Maximizing demand spikes
By being hyper-focused on demand and aligning inventory in real-time, you can not only avoid excess stock and all the financial precariousness this causes but maximize opportunities during short-term demand spikes and constant shifts.
These spikes can be triggered by cultural events (new movies that garner certain crazes — Barbie and pink clothing or the Lakers winning the NBA championship), seasonality (holidays like Christmas, Halloween, and Diwali) or societal shifts (like the rise of veganism and healthy eating). They always cause ripples across the supply chain as suppliers and retailers seek to take advantage of changing consumer demand as it occurs. But this peak demand phase only has a certain shelf life and today’s Barbie pink might soon turn into Wednesday’s black.
MFP equips retailers with the ability and agility to predict these demand signals and monetize their inventory before it even hits the shelves. At Anaplan, we apply a financial lens to your inventory focusing on demand rather than just stock levels and align your inventory to these demand spikes.

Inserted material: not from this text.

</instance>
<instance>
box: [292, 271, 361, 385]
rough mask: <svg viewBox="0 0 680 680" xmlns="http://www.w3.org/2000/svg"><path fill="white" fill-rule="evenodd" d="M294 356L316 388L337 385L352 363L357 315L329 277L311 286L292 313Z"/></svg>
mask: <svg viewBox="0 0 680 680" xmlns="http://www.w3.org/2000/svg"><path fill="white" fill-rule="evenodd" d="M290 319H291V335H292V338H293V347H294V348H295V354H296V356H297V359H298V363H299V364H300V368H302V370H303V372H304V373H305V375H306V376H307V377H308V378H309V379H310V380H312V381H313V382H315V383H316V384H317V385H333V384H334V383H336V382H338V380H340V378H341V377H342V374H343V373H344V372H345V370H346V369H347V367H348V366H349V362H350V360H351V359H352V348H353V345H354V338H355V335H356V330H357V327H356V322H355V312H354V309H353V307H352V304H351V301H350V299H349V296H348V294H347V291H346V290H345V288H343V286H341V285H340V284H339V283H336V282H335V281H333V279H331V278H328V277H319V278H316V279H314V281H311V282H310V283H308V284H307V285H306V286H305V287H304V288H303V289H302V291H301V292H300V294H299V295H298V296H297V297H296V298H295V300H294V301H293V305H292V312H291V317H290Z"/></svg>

Dynamic planning with Anaplan
Our MFP solution integrates financial, inventory, sales, buyer, and merchandise data into one cohesive view. When combined with external market data, such as box office predictions, as well as data from suppliers and partners, you can conduct more accurate what–if scenarios, aiding you in predicting, planning for, and forecasting upcoming demand signals.
It’s time to break away from tradition and transform retail merchandising to align shifting demand to profitable inventory turn. Unyielding financial pressures, the realization that uncertainty is a fixture of today’s business environment, and the overwhelming risk of carrying a bloated inventory are compelling reasons to change.
MFP could be the key to evolving your inventory to align with your financial goals and shifting demand — all helping to make sure U.S. retailers are only carrying enough spare stock next year to buy just one major league sports team.